ゴーン被告妻、隠語で謀議 証拠隠滅、中心的役割か



 検察の聴取を終え、報道陣に囲まれるカルロス・ゴーン被告がレバノンで雇った弁護士=9日、ベイルート(共同)

 レバノンに逃亡した日産自動車前会長、カルロス・ゴーン被告(65)=会社法違反(特別背任)罪などで起訴=の妻、キャロル・ナハス容疑者(53)=偽証容疑で逮捕状=が、ゴーン被告が勾留されていた昨年1~2月、レバノンやオマーンなどの事件関係者とスマートフォンのアプリで隠語を使い、口裏合わせなどの証拠隠滅を図っていた疑いがあることが9日、関係者への取材で分かった。ゴーン被告に有利な証言をするよう圧力を依頼する被告のメッセージなども送信していた。

 関係者によると、これらはゴーン被告の指示で、キャロル容疑者の具体的な証拠隠滅行為が明らかになるのは初めて。東京地検特捜部は海外を舞台に幅広く行われたとみられる証拠隠滅工作で、キャロル容疑者が中心的役割を果たしたとみているもようだ。

 ゴーン被告は金融商品取引法違反事件などのほか、日産資金約13億円をサウジアラビアの実業家、ハリド・ジュファリ氏側に不正に支出させたとされる特別背任事件で起訴されている。

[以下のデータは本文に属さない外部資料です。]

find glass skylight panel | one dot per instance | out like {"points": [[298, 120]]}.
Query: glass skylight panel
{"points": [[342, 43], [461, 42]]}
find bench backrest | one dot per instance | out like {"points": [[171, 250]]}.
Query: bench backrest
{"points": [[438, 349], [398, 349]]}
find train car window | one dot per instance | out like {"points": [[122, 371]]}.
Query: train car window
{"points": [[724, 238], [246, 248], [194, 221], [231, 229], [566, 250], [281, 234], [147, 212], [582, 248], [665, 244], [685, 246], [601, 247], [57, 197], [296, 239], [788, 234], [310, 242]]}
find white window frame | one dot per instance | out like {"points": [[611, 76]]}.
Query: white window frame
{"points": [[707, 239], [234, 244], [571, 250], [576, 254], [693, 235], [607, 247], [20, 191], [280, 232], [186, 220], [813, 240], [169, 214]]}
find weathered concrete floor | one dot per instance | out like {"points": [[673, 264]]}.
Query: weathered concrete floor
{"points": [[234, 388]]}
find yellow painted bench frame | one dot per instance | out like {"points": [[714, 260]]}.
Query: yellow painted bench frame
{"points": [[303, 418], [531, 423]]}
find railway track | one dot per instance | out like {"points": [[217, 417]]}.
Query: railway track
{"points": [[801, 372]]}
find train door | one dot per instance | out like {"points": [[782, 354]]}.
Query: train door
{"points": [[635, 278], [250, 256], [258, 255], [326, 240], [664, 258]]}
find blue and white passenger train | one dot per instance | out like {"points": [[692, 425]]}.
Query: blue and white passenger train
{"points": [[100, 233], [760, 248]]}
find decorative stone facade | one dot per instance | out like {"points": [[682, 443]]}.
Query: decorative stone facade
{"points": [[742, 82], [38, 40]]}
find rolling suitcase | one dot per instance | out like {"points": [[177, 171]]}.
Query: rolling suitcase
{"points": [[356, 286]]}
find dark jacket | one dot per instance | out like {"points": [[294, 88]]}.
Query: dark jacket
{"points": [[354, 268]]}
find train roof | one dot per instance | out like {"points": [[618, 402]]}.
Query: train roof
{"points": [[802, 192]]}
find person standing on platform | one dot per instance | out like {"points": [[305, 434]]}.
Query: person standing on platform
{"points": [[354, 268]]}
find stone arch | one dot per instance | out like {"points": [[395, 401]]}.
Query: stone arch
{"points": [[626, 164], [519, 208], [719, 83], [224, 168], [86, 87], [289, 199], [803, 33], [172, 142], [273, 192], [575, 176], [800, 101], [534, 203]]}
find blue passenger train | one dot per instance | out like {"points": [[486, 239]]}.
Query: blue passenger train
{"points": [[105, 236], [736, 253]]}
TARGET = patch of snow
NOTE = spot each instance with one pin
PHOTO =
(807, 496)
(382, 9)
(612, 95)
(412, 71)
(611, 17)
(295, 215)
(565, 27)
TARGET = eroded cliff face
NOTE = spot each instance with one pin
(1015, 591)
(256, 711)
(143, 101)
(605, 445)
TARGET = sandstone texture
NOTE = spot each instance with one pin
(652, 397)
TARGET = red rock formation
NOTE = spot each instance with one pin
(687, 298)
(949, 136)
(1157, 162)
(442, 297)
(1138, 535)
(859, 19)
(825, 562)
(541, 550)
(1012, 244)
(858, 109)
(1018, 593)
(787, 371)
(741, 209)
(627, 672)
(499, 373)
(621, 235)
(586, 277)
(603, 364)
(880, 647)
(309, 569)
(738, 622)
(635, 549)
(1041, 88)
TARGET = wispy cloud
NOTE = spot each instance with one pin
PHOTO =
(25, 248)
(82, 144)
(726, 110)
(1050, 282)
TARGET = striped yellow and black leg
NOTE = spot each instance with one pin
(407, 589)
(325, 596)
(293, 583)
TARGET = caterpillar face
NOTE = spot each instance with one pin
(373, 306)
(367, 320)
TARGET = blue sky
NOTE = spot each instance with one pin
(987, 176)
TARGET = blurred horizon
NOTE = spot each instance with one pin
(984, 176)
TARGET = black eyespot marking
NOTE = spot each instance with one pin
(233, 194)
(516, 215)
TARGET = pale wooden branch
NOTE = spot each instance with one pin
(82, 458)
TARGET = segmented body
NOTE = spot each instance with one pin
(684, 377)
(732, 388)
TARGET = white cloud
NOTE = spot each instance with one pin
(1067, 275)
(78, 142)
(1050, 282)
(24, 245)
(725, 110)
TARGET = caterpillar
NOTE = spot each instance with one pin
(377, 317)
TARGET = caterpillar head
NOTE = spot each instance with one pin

ゴーン被告はこの約13億円について「現地販売店とのトラブル解決などの業務に対する報酬」と主張しているが、検察側は個人的な投資損失に対する信用保証への見返りとみている。

 関係者によると、キャロル容疑者は昨年2月ごろ、ゴーン被告の知人であるレバノンの弁護士に、ゴーン被告のメッセージとして、「全ては、K・Jが受け取った資金が日産のために行った業務の対価だったということを証明する証言を得られるかにかかっている」「K・Jに、より強い証言をしてもらうため、彼を苦しめる方法を見つけないといけない」と送信していた。

 「K・J」はジュファリ氏を指しているとみられ、ジュファリ氏がゴーン被告の弁解に沿う証言をするため、弱みを握るなどし圧力をかけるよう弁護士に求めたとみられる。

 この弁護士については「MO」というコードネームを使用。キャロル容疑者が、ゴーン被告のメッセージとして、アメリカに住む長男へ送信した内容には、「MO」に接触し、レバノンの捜査当局が日本の検察当局からの捜査協力要請に応じるか探るよう求めていたという。協力要請を受けないよう工作を依頼する狙いがあったとみられる。

 ゴーン被告らは、事件関係者への働きかけが表面化しないよう隠語を使っていたとみられ、特捜部は証拠隠滅を図る明確な意思があったことを示す根拠とみているもようだ。